European markets closed lower on Friday as investors monitored concerns over the second wave of coronavirus cases, which caused the U.K. to implement new quarantine measures. Shares in France led the region.
- The pan-European Stoxx 600 closed down 1.2%, with travel and leisure stocks dropping more than 2.3% on the back of new travel restrictions as all sectors and major bourses slid into negative territory.
- In France, the CAC 40 is down 1.58% while London’s FTSE 100 is off 1.55% and Germany’s DAX is lower by 0.71%.
- The U.K. imposed a new 14-day quarantine period on all arrivals from France from Saturday due to the rising rate of coronavirus cases in the country. The Netherlands, Malta, and Monaco were also added to the quarantine list, which already featured Spain and Belgium.
- European Union statistics agency Eurostat on Friday confirmed that the eurozone saw a 12.1% contraction in GDP (gross domestic product) in the second quarter, and experienced its worst fall in employment ever recorded. The bloc’s trade surplus surged to 21.2 billion euros ($25 billion) due to a sharp fall in imports.
- The European Commission has entered contract negotiations with U.S. pharmaceutical giant Johnson & Johnson over the purchase of 200 million doses of a potential Covid-19 vaccine to be distributed among its 27 member states.

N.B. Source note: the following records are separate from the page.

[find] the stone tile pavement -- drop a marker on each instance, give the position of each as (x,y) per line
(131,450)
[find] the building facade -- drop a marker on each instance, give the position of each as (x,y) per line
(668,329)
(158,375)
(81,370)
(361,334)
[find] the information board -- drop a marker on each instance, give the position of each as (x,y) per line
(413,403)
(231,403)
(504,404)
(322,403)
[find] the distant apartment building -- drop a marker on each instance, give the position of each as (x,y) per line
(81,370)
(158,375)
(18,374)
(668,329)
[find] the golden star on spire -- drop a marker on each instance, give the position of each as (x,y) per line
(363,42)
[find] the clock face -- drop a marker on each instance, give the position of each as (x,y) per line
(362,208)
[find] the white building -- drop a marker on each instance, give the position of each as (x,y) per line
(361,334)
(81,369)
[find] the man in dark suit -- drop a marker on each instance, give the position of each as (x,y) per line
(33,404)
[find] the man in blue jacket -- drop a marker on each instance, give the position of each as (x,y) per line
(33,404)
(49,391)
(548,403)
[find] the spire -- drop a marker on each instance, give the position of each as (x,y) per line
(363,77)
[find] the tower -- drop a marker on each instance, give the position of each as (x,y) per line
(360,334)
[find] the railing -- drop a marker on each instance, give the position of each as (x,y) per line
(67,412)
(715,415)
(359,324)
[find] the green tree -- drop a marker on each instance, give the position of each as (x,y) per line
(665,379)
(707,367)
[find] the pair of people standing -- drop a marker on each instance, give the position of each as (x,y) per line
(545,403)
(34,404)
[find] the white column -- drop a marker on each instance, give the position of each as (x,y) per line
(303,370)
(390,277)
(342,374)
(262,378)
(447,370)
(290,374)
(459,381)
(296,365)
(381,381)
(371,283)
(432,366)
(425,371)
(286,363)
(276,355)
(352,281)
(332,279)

- On Friday, Daimler shares fell after the Mercedes-Benz owner said it had agreed to a $2.2 billion settlement to settle civil investigations by U.S. authorities and class action lawsuits relating to diesel emissions issues.
Asian markets finished mixed as of the most recent closing prices.

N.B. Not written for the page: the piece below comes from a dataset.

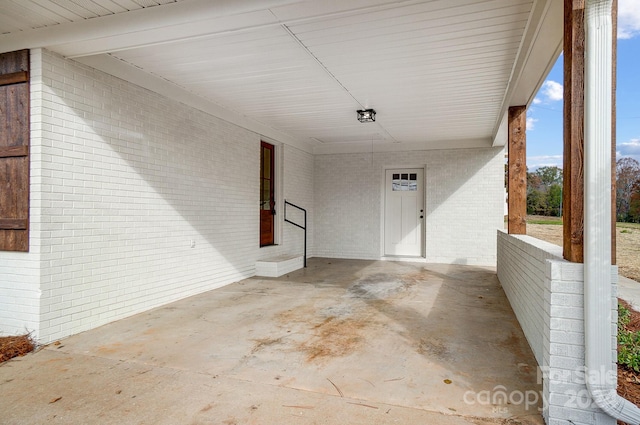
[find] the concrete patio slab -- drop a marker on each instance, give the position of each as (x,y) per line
(342,341)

- China’s Shanghai Composite gained 1.19%, Japan’s Nikkei 225 rose 0.17% while Hong Kong’s Hang Seng index lost 0.18%.
- Shares of KE Holdings Inc., a Chinese online property platform, soared 87% in a blockbuster public debut Thursday that raised more than $2 billion despite the imminent threat of a hostile U.S. government. KE Holdings is backed by SoftBank Group and Tencent Holdings and priced its IPO initial public offering early Thursday at $20 per American Depositary Share, above its proposed price range of $17 to $19. It sold 106 million ADS to raise $2.12 billion. Goldman Sachs led nine underwriters on the deal.

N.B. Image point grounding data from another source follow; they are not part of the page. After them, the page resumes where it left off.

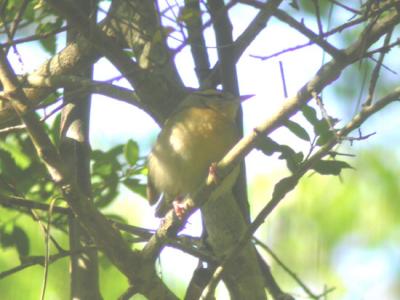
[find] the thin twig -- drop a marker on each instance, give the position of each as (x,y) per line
(286,268)
(376,71)
(47,249)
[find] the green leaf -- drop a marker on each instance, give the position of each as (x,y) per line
(103,169)
(330,167)
(297,130)
(21,241)
(6,235)
(267,146)
(116,218)
(310,114)
(135,186)
(293,158)
(131,152)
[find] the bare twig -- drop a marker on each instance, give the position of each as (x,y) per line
(376,71)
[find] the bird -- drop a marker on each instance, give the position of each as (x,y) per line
(197,135)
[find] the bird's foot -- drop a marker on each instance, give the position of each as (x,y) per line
(179,208)
(212,173)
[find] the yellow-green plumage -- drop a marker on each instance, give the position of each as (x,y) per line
(197,134)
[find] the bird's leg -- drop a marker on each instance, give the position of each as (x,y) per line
(179,207)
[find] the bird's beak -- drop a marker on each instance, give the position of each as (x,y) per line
(245,97)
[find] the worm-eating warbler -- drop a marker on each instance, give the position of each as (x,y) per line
(197,134)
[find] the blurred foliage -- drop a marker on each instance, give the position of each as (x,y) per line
(326,214)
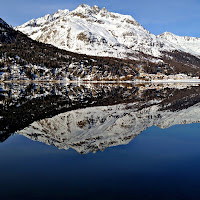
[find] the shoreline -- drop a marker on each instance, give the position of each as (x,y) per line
(85,82)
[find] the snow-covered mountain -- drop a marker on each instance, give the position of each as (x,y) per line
(92,129)
(95,31)
(187,44)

- Oil slipped, as a report from the International Energy Agency reduced forecasts for demand. WTI crude slipped as much as 1.5%, to $41.62 per barrel. Brent crude, the international benchmark, dropped 1.1%, to $44.47 per barrel, at intraday lows.
- Gold prices notched their first weekly decline in 10 weeks with gold for December delivery down nearly 1.1%, to settle at $1,949.80 an ounce.
- Meanwhile, September silver prices dropped $1.63, or 5.9%, to end at $26.089, after surging 6.7% a day ago. Silver suffered a 5.3% weekly loss.
- The 10-year Treasury note yield on Thursday touched its highest in eight weeks. In Friday dealings, it was trading at 0.693% compared with 0.562% last Friday.
- USD dropped on Friday, falling for 8 straight weeks, as investors looked to other currencies whose economies are currently outperforming that of the United States in terms of managing the coronavirus pandemic.
- In afternoon trading, the ICE U.S Dollar Index, a gauge of the buck against a half-dozen major rivals, was down 0.3% to 93.02.
- Meanwhile, the Euro continued its rise, up 0.2% at $1.1835, rising for eight straight weeks.
- Traders will be awaiting news on trade talks over the weekend. Senior US and Chinese officials were scheduled to meet on Saturday, but those talks were postponed, Reuters reported on Friday. No new meeting date has been set, according to the report.
- Economic Reports: NAHB Housing Market Index for Aug (Monday), the Housing Starts and Building Permits for Jul (Tuesday), initial Jobs Claim’s (Thursday).